You have to put a question mark around just how long the global economy can live at $60 a barrel.
Our industry remains massive and very much a long-term, capital-intensive business.
Projects still require years to develop, cost billions of dollars to bring on stream and operate for decades.
This is an industry that lives in cycles. The price environment we're in today is not sustainable.
We invest our shareholders' money wisely, in projects that remain attractive over the long term.
This represents the 12th consecutive year of greater than 100 percent reserves replacement.
With respect to the committee's specific question -- whether mergers and acquisitions in our industry have contributed to higher prices at the pump -- the answer is no.
Exxon Mobil today accounts for a smaller global market share than Exxon and Mobil did together eight years ago.
In our view, ROCE (return on capital employed) continues to be the best overall measure of financial performance given the long-term capital -intensive nature of our industry.

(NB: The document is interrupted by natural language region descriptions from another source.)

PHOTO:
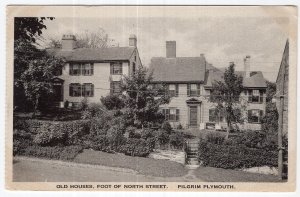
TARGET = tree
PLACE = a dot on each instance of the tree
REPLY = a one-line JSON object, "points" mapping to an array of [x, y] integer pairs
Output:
{"points": [[28, 28], [270, 119], [141, 100], [37, 79], [86, 39], [227, 96], [33, 68]]}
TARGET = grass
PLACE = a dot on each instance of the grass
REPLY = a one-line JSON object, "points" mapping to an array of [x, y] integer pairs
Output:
{"points": [[146, 166], [225, 175]]}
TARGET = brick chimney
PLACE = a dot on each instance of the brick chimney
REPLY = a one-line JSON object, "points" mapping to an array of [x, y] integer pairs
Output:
{"points": [[247, 66], [171, 49], [68, 42], [132, 40]]}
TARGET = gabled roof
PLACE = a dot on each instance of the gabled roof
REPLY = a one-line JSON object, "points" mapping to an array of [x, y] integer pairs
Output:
{"points": [[179, 69], [94, 54]]}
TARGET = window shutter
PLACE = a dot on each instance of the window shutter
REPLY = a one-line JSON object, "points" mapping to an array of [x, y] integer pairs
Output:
{"points": [[111, 69], [167, 114], [177, 114], [70, 90], [188, 89], [121, 68], [83, 90], [177, 90], [261, 113], [261, 96], [164, 113], [249, 116], [111, 87], [92, 91], [250, 96], [71, 69], [198, 89]]}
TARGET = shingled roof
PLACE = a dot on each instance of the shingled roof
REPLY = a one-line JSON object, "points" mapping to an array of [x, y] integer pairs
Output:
{"points": [[256, 79], [94, 54], [179, 69]]}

I would be cautious of anyone who tries to de-emphasize it. Some seem to have focused on other metrics to guide what they view to be in the best interest of their shareholders.
Simply put, it works. The Exxon Mobil culture is something that a lot of people would like to understand better. I'm not really going to help them understand it, because it's the source of our competitive advantage.
What we support is continued efforts to understand the problem better. We need to work harder on articulating our views, and we're going to try to do better at that in the future.